Estas Conversaciones serán, entre otras cosas, una incitación a releer a unos autores tan poco leídos y que son tres grandes escritores: Ortega, d'Ors, Unamuno…

– Sí, sobre todo Unamuno.

En Londres entró en contacto con un rumano que fue muy conocido, luego un poco olvidado y al que hoy se vuelve a editar, Matila Ghyka…

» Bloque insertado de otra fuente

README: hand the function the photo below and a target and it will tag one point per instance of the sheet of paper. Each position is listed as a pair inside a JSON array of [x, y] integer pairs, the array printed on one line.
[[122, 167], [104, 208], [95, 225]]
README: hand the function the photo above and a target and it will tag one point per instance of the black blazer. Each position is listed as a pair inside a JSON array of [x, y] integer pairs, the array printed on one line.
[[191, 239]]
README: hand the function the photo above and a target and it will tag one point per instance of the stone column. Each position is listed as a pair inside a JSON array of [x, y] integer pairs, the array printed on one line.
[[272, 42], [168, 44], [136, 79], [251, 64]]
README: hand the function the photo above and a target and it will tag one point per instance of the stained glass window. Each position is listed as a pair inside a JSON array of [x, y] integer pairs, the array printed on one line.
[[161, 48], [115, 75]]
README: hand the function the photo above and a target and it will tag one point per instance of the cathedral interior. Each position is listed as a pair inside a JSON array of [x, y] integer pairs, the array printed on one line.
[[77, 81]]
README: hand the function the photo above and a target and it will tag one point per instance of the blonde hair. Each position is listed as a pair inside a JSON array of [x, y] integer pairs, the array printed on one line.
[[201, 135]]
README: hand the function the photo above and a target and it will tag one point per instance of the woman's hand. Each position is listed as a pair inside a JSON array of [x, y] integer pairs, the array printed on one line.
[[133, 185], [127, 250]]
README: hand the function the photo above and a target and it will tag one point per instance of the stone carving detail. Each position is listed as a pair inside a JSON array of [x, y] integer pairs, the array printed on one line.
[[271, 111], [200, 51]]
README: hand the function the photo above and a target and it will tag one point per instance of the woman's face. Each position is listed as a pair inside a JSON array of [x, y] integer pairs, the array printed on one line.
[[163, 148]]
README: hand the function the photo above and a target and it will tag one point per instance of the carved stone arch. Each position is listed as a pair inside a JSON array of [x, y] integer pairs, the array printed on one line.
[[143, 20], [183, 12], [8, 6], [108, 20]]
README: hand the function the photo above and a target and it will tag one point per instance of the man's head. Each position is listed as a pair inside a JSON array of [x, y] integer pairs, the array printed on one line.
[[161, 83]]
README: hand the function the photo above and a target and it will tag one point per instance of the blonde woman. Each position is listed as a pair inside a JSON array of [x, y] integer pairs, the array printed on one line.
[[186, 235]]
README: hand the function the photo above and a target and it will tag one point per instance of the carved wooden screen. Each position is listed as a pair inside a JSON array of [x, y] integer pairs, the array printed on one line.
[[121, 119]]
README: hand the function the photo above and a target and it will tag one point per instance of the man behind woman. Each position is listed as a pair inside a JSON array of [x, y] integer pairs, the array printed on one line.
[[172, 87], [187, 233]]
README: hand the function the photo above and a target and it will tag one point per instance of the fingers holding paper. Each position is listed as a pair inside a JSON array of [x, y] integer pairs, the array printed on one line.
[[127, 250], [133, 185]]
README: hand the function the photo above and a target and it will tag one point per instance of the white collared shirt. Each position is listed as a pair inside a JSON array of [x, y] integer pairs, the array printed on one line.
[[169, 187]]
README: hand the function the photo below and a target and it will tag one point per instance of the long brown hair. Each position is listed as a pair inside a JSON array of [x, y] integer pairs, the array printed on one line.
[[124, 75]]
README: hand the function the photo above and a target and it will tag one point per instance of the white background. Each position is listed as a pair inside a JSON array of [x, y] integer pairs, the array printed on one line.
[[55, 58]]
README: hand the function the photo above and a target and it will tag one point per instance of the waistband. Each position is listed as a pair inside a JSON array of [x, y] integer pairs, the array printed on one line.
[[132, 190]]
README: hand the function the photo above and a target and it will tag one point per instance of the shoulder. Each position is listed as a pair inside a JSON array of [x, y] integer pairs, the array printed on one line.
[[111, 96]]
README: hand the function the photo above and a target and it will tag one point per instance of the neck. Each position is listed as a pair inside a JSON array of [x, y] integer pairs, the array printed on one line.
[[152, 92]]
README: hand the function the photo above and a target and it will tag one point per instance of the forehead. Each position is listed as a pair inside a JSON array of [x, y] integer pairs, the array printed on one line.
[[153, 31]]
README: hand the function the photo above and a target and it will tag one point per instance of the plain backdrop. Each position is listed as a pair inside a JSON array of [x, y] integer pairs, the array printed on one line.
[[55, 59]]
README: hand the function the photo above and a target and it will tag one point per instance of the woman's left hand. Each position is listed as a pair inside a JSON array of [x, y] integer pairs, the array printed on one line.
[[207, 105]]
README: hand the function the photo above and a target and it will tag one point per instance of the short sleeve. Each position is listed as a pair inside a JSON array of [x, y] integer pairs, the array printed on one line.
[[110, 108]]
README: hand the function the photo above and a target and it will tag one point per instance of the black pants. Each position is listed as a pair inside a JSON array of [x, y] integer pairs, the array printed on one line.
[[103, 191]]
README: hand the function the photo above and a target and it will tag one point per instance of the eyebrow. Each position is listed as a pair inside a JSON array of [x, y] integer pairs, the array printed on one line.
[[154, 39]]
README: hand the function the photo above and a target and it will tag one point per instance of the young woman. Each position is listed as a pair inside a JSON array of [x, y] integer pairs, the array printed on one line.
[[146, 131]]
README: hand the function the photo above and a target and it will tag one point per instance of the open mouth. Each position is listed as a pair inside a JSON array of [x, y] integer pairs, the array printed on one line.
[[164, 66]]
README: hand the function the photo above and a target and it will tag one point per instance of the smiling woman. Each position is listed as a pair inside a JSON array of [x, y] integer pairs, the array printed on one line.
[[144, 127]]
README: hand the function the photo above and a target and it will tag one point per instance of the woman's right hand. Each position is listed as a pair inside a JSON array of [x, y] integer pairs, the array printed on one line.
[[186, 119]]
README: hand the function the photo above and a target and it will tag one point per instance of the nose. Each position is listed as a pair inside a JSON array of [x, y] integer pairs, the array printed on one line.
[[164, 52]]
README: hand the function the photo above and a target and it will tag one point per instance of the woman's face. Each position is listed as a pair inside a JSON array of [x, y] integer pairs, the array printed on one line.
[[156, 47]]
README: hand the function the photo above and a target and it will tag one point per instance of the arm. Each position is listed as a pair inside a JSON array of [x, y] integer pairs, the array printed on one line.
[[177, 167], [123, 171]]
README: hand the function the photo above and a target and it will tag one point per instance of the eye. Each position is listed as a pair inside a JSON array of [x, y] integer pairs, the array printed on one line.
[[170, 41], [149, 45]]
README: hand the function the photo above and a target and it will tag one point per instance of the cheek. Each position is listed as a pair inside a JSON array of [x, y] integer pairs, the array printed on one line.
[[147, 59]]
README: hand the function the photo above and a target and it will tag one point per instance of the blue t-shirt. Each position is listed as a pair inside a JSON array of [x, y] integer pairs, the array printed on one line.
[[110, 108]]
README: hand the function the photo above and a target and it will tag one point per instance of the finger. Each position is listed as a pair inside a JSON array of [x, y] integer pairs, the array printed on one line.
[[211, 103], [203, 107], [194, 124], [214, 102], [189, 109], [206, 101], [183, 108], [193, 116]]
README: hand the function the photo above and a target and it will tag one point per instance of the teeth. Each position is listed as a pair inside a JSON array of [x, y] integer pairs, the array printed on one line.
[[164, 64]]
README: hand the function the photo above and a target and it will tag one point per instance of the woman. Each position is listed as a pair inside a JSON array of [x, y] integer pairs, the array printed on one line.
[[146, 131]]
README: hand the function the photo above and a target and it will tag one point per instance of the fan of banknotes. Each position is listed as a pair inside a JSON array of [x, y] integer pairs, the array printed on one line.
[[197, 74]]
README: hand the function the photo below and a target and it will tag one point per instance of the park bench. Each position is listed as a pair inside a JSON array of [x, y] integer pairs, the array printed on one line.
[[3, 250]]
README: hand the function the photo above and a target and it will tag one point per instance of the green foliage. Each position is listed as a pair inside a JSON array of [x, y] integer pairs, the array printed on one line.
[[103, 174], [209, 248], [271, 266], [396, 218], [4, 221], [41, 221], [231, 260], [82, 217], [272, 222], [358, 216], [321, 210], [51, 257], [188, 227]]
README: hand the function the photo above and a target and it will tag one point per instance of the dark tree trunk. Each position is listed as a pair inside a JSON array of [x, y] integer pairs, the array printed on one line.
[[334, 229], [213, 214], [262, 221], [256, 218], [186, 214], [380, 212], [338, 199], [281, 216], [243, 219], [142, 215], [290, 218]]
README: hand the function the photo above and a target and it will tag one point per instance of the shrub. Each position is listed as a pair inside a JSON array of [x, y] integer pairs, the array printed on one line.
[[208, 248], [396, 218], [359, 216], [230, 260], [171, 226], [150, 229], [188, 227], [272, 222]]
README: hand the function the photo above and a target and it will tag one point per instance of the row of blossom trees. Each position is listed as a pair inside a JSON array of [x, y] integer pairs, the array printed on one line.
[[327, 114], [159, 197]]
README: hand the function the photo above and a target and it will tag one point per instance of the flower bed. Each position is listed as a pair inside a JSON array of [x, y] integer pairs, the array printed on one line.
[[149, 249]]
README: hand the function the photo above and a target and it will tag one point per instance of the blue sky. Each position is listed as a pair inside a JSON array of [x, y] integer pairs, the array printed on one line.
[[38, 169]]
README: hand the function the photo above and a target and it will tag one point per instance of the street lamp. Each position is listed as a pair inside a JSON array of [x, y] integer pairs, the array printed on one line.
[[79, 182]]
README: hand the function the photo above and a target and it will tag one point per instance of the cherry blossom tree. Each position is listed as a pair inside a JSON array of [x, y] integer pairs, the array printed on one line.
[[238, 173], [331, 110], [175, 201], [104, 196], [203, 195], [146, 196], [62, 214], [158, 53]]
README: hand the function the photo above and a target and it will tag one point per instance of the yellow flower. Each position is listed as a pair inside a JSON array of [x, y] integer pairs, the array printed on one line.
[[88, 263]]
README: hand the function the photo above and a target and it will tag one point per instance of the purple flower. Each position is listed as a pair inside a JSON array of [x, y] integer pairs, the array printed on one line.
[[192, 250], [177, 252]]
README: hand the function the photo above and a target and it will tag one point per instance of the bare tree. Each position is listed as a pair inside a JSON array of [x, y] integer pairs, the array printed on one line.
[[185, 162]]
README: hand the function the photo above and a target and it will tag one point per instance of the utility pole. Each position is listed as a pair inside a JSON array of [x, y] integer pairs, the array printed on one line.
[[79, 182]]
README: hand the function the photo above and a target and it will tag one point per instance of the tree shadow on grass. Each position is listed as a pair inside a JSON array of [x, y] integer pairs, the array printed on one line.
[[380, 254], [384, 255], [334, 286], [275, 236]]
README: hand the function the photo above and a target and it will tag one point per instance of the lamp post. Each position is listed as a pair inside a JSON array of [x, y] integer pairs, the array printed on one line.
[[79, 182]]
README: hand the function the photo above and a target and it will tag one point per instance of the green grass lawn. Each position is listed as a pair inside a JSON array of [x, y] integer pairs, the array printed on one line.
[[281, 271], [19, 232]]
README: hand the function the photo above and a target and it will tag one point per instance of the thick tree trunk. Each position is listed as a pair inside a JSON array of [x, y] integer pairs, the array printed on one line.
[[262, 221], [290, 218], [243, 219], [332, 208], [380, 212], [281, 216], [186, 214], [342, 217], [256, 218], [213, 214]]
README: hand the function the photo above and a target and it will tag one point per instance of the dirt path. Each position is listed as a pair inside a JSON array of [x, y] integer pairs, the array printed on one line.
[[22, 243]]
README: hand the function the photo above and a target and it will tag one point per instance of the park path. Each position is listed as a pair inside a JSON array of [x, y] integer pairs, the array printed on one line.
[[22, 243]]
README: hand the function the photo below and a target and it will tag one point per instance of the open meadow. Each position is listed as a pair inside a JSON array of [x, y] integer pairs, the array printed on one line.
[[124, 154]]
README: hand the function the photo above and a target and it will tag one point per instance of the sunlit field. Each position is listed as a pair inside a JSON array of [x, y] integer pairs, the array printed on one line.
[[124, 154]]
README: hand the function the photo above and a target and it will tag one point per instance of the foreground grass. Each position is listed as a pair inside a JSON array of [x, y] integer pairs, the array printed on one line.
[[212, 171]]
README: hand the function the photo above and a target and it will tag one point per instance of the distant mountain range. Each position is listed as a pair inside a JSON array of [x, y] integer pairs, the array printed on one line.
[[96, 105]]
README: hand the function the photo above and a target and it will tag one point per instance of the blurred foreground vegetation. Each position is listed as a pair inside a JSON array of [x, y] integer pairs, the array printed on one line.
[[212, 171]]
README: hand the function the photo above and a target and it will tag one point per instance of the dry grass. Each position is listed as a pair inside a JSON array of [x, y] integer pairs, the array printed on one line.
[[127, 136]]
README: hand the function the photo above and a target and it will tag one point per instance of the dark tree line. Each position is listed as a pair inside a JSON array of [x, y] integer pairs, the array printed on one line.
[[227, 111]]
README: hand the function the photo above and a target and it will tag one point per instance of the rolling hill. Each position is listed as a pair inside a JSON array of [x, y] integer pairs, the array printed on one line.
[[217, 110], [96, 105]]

– Sí, Matila Ghyka era consejero cultural de la embajada de Rumania. Antes de conocerle personalmente ya había leído, por supuesto, El número áureo, pero no conocía su bella novela La lluvia de estrellas. Lo admiraba mucho, y a pesar de la diferencia de edades llegamos a ser muy amigos. Poseía una cultura prodigiosa, tanto científica como literaria e histórica. Ya sabe que fue oficial de marina y luego agregado naval en San Petersburgo y en Londres. Después de la Segunda Guerra Mundial ocupó la cátedra de estética en la universidad de Los Angeles. Además de su trabajo personal, leía al menos un libro cada día. De ahí que estuviera suscrito a cinco organizaciones de lectura. Tenía a veces opiniones singulares; creía, por ejemplo, que la guerra recién comenzada era el supremo enfrentamiento entre dos órdenes de caballería, los templarios y los caballeros teutónicos. Un día me mostró la fotografía de una familia muy numerosa reunida en la suntuosa escalinata de una mansión; en una ventana del segundo piso podía distinguirse el rostro velado de una anciana dama. Pero aquella anciana señora, precisó Matila Ghyka con voz serena y profunda, había muerto algunos meses antes de que se tomara la fotografía… En París le vi una sola vez, en 1950; acababa de escribir una novela policiaca que se proponía publicar con pseudónimo. Sus últimos años fueron muy difíciles; traducía cualquier clase de libros para Payot, aceptaba cualquier tipo de trabajo, a pesar de que pasaba ya de los ochenta años.